1. A belief that you must recognize you are a sinner under God’s judgement before you can accept Christ. This is the ‘bad news’ that the modern evangelical feels he must deliver before he can you the ‘good news’. Most people who worry if they’re child is too young or don’t see a ‘crisis’ usually wonder if the child really understands they are a sinner.
2. An attempt to avoid raising someone who is merely a Cultural Christain. There is talk about avoiding this all the time. Parents worry that thier children may think they are ‘Good Christians’ simply because they go to church. They attempt to avoid this by pointing out sin whenever they see it, but many kids usually end up being a cultural christians any way.
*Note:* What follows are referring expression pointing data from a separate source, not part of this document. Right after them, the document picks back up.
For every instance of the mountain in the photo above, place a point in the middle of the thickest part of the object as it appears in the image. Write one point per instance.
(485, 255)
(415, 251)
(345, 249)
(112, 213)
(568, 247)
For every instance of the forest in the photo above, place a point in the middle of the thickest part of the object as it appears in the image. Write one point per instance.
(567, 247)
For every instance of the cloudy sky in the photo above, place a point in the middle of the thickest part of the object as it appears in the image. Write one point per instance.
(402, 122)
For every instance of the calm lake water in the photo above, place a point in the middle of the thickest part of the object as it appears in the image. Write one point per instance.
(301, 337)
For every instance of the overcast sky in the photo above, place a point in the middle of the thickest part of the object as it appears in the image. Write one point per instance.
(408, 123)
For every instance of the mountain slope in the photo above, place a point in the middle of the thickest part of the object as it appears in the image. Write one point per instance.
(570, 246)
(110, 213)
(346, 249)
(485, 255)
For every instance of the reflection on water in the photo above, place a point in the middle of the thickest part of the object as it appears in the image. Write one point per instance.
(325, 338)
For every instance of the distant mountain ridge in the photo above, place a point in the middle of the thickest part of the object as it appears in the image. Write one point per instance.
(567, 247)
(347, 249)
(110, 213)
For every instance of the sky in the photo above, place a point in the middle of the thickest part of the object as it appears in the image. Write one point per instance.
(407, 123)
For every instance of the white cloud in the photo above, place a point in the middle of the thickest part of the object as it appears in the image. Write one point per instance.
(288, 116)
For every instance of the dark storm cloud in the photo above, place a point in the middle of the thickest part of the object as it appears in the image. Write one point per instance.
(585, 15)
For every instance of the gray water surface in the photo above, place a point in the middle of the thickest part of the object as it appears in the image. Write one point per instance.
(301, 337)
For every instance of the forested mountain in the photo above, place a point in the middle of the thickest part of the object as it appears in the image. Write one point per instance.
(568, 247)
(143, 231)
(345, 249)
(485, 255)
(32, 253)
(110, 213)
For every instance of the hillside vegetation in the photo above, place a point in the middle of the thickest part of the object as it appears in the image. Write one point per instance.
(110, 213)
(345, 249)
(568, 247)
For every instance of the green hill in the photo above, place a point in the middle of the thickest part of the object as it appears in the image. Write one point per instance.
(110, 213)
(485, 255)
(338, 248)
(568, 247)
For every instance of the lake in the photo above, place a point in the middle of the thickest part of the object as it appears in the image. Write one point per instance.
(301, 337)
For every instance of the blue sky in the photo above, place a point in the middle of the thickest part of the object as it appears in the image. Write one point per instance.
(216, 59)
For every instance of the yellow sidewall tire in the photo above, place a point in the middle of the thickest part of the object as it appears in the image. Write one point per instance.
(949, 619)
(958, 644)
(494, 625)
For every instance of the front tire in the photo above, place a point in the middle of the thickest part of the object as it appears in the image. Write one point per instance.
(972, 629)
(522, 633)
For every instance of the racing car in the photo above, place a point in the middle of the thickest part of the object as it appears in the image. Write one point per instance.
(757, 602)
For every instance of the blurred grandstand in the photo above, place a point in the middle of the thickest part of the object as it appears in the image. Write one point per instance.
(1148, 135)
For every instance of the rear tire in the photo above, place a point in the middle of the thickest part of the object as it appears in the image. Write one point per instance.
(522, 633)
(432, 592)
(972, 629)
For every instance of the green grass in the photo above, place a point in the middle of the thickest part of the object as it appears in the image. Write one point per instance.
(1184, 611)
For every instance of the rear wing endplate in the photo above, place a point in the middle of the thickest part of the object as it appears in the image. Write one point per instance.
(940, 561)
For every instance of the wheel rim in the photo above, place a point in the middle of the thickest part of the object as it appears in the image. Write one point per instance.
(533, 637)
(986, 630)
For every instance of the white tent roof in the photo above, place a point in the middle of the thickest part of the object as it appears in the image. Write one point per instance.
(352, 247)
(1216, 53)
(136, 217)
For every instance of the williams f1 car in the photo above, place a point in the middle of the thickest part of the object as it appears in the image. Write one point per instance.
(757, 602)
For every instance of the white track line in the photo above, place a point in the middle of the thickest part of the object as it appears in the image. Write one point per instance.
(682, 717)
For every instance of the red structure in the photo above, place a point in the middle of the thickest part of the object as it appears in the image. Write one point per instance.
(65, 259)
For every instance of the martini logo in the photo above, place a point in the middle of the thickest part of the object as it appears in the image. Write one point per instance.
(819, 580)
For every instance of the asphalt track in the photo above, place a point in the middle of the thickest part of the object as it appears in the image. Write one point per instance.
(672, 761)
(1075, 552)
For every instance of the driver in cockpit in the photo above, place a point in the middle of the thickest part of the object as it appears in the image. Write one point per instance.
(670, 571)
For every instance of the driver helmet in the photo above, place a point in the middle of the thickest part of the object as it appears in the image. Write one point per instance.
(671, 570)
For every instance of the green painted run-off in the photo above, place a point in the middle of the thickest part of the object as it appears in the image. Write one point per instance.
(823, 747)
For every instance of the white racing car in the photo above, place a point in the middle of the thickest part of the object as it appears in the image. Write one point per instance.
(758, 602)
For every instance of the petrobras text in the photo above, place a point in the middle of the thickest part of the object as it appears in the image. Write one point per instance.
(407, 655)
3. The passing nod to human free will. No parent in an evangelical church wants to overtly make the choice for the child, but in reality the environment doesn’t leave much room for any other choice.
Fr. Ernesto Obregón says
It is not just among the Baptists that concern for the children expresses itself in church culture. Think about Roman Catholics, Presbyterians, Lutherans, etc., who have rites of Confirmation. Look at the word. It means “to confirm.” Confirmation, the completion of Holy Baptism, developed a separate identity in the West as the Church faced the “problem” of children raised in the faith.
In one sense, the Baptist push towards adult baptism around middle-school age is a full parallel, and totally identical in the hopes and wishes held by the parents, as the more liturgical rite of Confirmation.
What it comes down to is that the Church in the West has developed the conviction that there are two important moments in a person’s life. One is when they are born and the other is when they are capable of giving informed assent.
We celebrate the birth of a child to Christian parents by either dedication or Holy Baptism. We train (and push) our children to make an informed commitment to the faith by either baptism or Confirmation. But, developmentally, it is the same idea. There are two very important moments in a person’s life with regards to their eternal salvation.